About 8.7 percent of plastic waste generated in the United States gets recycled. That translates to roughly 3 million tons out of 35.7 million tons produced in a year, based on the most recent comprehensive data from the EPA. The rest, over 90 percent, ends up in landfills or is burned.
Where the Other 91 Percent Goes
Of the 35.7 million tons of plastic waste generated in 2018, the EPA tracked three destinations. About 27 million tons went straight to landfills, making plastic one of the largest and most persistent components of municipal solid waste. Another 5.6 million tons were combusted in waste-to-energy facilities, which generate electricity but also release emissions. Only 3.09 million tons were recycled.
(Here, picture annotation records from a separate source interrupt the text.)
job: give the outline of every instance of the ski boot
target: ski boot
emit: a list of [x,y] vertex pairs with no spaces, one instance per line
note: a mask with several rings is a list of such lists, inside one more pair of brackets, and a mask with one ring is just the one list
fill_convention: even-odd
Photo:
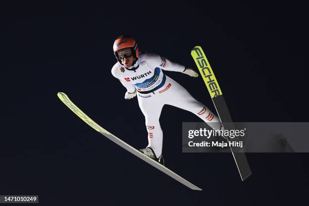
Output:
[[154,152],[151,147],[147,147],[144,149],[140,149],[139,150],[151,159],[164,166],[164,159],[163,159],[163,154],[161,154],[160,157],[159,157],[159,158],[157,158],[154,154]]

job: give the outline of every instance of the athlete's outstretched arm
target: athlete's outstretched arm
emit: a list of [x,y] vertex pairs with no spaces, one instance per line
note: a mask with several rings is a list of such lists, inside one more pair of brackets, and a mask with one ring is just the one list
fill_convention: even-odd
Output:
[[147,54],[146,55],[147,63],[152,68],[160,67],[162,69],[166,71],[182,72],[194,77],[198,76],[198,74],[193,69],[173,62],[166,58],[160,57],[158,55]]
[[125,94],[125,98],[126,99],[129,99],[136,96],[135,86],[133,84],[129,84],[126,82],[124,80],[119,78],[116,71],[116,69],[112,69],[112,74],[113,74],[113,76],[114,76],[114,77],[117,78],[119,81],[120,81],[120,82],[121,82],[121,84],[123,85],[123,86],[126,87],[127,89],[127,92]]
That 8.7 percent recycling rate is far lower than other common materials. Paper and cardboard are recycled at roughly 68 percent, metals at around 34 percent. Plastic sits near the bottom, and the rate has barely budged in decades.
Some Plastics Are Recycled Far More Than Others
The recycling numbers look very different depending on which type of plastic you’re talking about. PET bottles and jars (the #1 plastic used for water bottles and soda containers) had a 29.1 percent recycling rate. HDPE natural bottles (the #2 plastic used for milk jugs and detergent containers) came in at 29.3 percent. Those are the two types your curbside bin is most likely to actually process into new material.
Everything else, plastics #3 through #7, drags the overall average down dramatically. This includes things like yogurt cups, foam takeout containers, plastic wrap, squeeze bottles, and rigid packaging. The EPA doesn’t break out individual recycling rates for these categories, but the math tells the story: if bottles are recycled at roughly 29 percent and the overall rate is 8.7 percent, the recycling rate for non-bottle plastics is extremely low, likely in the low single digits.
The recycling number stamped on a plastic item (the triangle with a number inside) indicates what resin it’s made from. It does not mean the item is recyclable in your area. Many consumers place these items in recycling bins assuming they’ll be processed, but most end up sorted out and sent to landfills anyway.
Why Plastic Recycling Rates Stay So Low
Several forces work against higher recycling rates, and they reinforce each other. The biggest one is economics. In the United States, virgin plastic is substantially cheaper than recycled plastic resin. When it costs manufacturers less to make new plastic from fossil fuels than to buy recycled material, demand for recycled content stays weak. Europe has reached rough price parity between virgin and recycled plastics, but the U.S. market hasn’t followed.
Infrastructure is another bottleneck. A 2025 survey by the Association of Plastic Recyclers identified over 85 post-consumer plastics reclaimers across the U.S. and Canada using mechanical and physical recycling technologies. These facilities collectively have the capacity to recycle an additional two billion pounds of plastic packaging per year beyond what they currently process. So some spare capacity exists, but it only handles certain types of clean, sorted plastic. The challenge is getting the right material to these facilities in a usable condition.
Contamination is the third problem. When non-recyclable plastics, food residue, or mixed materials enter the recycling stream, they can ruin entire batches. Sorting technology has improved, but the sheer variety of plastic packaging makes clean separation difficult and expensive.
The China Ban Changed Everything
For years, the U.S. dealt with much of its plastic waste by shipping it overseas, primarily to China, for processing. That changed dramatically when China implemented its National Sword policy in 2018, restricting imports of contaminated recyclables. U.S. plastic waste exports dropped from about 2.3 million tons in 2015 to 1.2 million tons in 2018, then down to roughly 600,000 tons by 2021.
This forced a reckoning. Much of what had been counted as “recycled” was really just exported, and a significant portion of those exports were burned or landfilled overseas. With fewer countries willing to accept American plastic waste, domestic recycling infrastructure has had to absorb more of the burden, and it wasn’t built for that volume. Some municipalities responded by narrowing the list of plastics they accept curbside, which is more honest but also means less material gets collected in the first place.
The Gap Between Goals and Reality
In 2020, the EPA announced its first-ever National Recycling Goal: reach a 50 percent overall recycling rate by 2030. That target covers all materials, not just plastics. But for context, the overall municipal solid waste recycling rate sat at about 32 percent in 2018, and plastics were by far the weakest category at 8.7 percent. Hitting 50 percent overall would require massive gains across every material type, and plastics would need to improve more than most.
For now, the practical reality for most Americans is straightforward. Your PET and HDPE bottles, the ones marked #1 and #2, have a reasonable chance of being recycled if you rinse them and place them in your curbside bin. Most other plastics, despite carrying a resin identification number, are unlikely to be recycled regardless of what you do with them. The gap between what feels recyclable and what actually gets recycled remains enormous.